Making bone broth was a way traditional cultures made use of every part of an animal. Bones, marrow, skin, tendons, ligaments, and feet were boiled and then simmered over a few days. This causes the bones and tissues to release healing compounds such as collagen, gelatin, and glutamine that can transform health. Stocks were often made with bones and tissues from chicken, turkey, fish, and beef.
While many different brands and forms of bone broth exist, homemade is the best, most cost-effective, and easy to make. Renowned chefs often use stock to add flavor to vegetables, rice dishes, and casseroles. Here is a simple recipe that will cost you only about eight dollars to make.
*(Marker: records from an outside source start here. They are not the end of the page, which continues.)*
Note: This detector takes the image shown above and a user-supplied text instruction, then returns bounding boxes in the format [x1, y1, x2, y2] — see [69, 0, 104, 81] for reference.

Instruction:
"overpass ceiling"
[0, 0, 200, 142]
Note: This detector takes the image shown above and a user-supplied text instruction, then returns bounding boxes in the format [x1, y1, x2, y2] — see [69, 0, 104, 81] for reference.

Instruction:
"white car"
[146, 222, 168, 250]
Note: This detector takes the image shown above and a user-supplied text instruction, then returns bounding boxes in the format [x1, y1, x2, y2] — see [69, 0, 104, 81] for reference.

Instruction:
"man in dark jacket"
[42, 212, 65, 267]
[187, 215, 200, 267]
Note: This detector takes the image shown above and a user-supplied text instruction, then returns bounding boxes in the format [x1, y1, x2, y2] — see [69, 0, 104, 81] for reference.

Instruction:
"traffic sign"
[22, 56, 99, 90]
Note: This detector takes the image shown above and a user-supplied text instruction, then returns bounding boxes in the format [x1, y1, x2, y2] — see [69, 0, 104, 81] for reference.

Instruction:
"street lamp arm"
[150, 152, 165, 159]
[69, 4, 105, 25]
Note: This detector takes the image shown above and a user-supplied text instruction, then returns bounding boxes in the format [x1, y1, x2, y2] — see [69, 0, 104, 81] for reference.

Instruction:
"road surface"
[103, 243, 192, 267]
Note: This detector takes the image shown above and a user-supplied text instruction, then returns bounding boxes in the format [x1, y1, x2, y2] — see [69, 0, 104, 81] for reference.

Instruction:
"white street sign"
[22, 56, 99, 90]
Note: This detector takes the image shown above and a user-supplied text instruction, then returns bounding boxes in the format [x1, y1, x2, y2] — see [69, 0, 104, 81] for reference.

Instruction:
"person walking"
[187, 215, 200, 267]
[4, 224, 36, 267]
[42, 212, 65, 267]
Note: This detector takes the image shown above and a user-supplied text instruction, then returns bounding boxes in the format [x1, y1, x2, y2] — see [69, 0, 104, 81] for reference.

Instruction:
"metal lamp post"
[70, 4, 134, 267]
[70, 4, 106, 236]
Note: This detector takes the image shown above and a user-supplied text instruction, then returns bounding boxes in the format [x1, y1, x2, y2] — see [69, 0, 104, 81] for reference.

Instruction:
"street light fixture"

Once you make some bone broth, try some of my favorite soup recipes: Asparagus, Mushroom Bisque, Pumpkin
- 3-4 lbs organic chicken necks, back, thighs, and feet
- 5 quarts filtered water
- 1/4 cup apple cider vinegar
- 2 ea bay leaves
- 2 ea onions, coursely chopped
- 3 ea organic carrots, unpeeled and coarsely chopped
- 3 ea celery stalks
- 2 tsp black peppercorns
- 1 bunch organic parsley
- Place the bones in a large stock pot with water and vinegar. Let stand for one hour.
- Cover and bring to a boil over medium-high heat.
- Reduce the heat to medium-low to keep the stock bubbling. Skim off any scum that rises to the top during the first 15 minutes.
- Transfer the entire pot to a slow cooker (Crock Pot). Set slow cooker temperature to high.
- Add all other ingredients, except the parsley.
- Allow this to boil gently. Cover tightly and reduce the heat to low and simmer for a minimum of 10 hours and up to 72 hours (for a richer broth). Do not simmer for longer than 72 hours.
- Add the bunch of parsley during the last 10 minutes.
- Cool completely and strain to remove bones and vegetables.
- Continue to cool in the refrigerator and remove any congealed fat that rises to the top.
- Place in Mason jars leaving two inches of space at the top. If you decide to freeze some in the Mason jars, leave lids off until the stock is frozen (otherwise the glass may shatter). Take some and pour it into cube trays to make broth cubes.